Dalam sebuah ruang rumah sakit, Jenna tengah berjuang untuk melahirkan bayinya. Umi Iin setia menemani di samping, bibirnya komat kamit berdzikir, berharap persalinan menantunya diberikan kelancaran.
Dinda berada diluar ruangan bersama Aydan, gadis itu berusaha menghubungi kakaknya. Namun, lelaki itu tak menjawab.
“Belum bisa Din?” tanya Aydan.
“Belum kak, aku jadi khawatir. Diluar hujan deras kak Aydan. Apakah kak Athar baik-baik saja?”
“Apa yang kamu katakan? tentu saja Athar baik-baik saja. Mungkin dia sudah berada di acara. Jadi tak bisa mengangkat telepon,” kata Aydan, mencoba menenangkan hati saudaranya itu. Meski hatinya sendiri merasa resah.
Tepat pukul 14.50, suara tangisan bayi terdengar dari ruang persalinan. Dinda menatap Aydan dengan wajah cerah, matanya berkaca-kaca. “Kak Aydan, keponakanku sudah lahir?”
Umi Iin keluar ruangan, beliau menangis haru.
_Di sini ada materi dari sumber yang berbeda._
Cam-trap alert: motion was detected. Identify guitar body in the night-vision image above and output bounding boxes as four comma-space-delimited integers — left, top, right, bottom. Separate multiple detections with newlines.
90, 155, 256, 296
Memeluk putri bungsunya. “Alhamdulillah nduk, kakak dan keponakanmu selamat, semuanya diberikan kelancaran oleh Allah, bayinya perempuan, wajahnya terlihat persis dengan Athar.”
“Iya umi, umi sekarang sudah jadi jiddah, selamat ya umi.”
“Iya sayang. Ah, bagaimana kakakmu? sudah berhasil menghubungi?” tanya umi Iin, memandang putri dan keponakannya secara bergantian. Dinda menggeleng lemah.
“Mungkin sudah mulai acara bulek, dan ponselnya mode hening. Jadi tidak tahu kalau ada panggilan masuk. Kak Athar biasanya seperti itu kalau menghadiri acara,” ujar Aydan mencoba menenangkan kedua wanita di depannya.
***
Derasnya hujan menghalangi pandangan Athar, jalan raya yang dilewatinya sangatlah ramai, para pengemudi saling membunyikan klakson sebagai tanda satu sama lain.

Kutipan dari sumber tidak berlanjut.